Fig. 1 is a flowchart of a multi-target object detection method provided by the present invention. The invention provides a method for detecting a multi-target object, which comprises the following steps:
s101, connecting a target object detection device and connecting devices required by a multi-target object detection method;
s102, creating a pre-training multi-target object detection model by using a convolutional neural network. A model of multi-objective detection needs to be pre-trained before installation into the device, with the goal of detection without a network;
s103, installing deep learning framework application software on the target object detection equipment device;
s104, calling application software by using a camera, and sequentially reading each frame of image from the video camera;
s105, scaling the image read in the S104 to 448 x 448 pixels by using image scaling application software;
s106, dividing the image scaled in the S105 into grids of 7*7 by using image cutting application software;
s107, whether the broken object is in the grid cell of 7*7 or not is determined by the coordinate values. If the center coordinates of the object's frame fall within this grid, this grid is used to predict the object; if the object's bounding box center coordinates are not in the grid, the grid is not used to predict the object. Each grid predicts multiple frame regressions, each frame regressions needs to be accompanied by a confidence value for prediction besides the position of the frame regressions;
s108, sending the picture of the judging object in the grid of S107 to a pretrained multi-target object detection model of S102;
s109, calculating an output boundary frame position value and a confidence value by utilizing a multi-target object detection model network, wherein the confidence value represents the confidence of the predicted frame containing an object and the predicted multi-accuracy information of the frame, and calculating the confidence value of the position by adopting the following formula:
Figure BDA0001895011030000041
as described in the above equation, the first term takes 1 if there is an object falling in a grid cell, and takes 0 otherwise. The second term is the ratio of the intersection between the predicted bounding box regression and the actual manually labeled bounding box. Each frame regression predicts 5 values of center point abscissa, center point ordinate, width, length and confidence value, and each grid predicts 90 category information. 7*7 grids, each predicting 2 bounding box regressions, and 90 categories. The output is a tensor of 7*7 (5×2+90).
S110, filtering the value of S109, wherein a depth confidence threshold value with a threshold value of 0.5 is adopted.

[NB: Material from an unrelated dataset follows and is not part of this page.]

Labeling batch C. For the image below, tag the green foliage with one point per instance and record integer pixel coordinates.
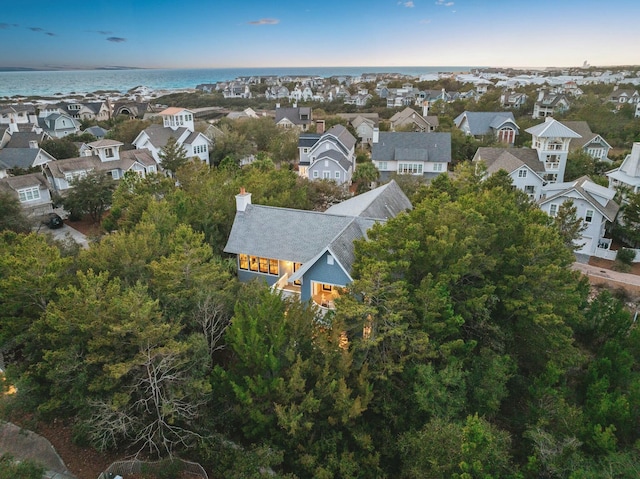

In the invention, the step of comparing the confidence value of the position and the score of the confidence degree with the image threshold of the target to judge whether the video to be detected contains the target image comprises the following steps:
comparing the confidence value and confidence response score of the location with a threshold value of a target image;
if the response score is greater than or equal to the threshold value of the target image, judging that the video to be detected contains the target image;
and if the response score is smaller than the threshold value of the target image, judging that the target image is not included in the video to be detected.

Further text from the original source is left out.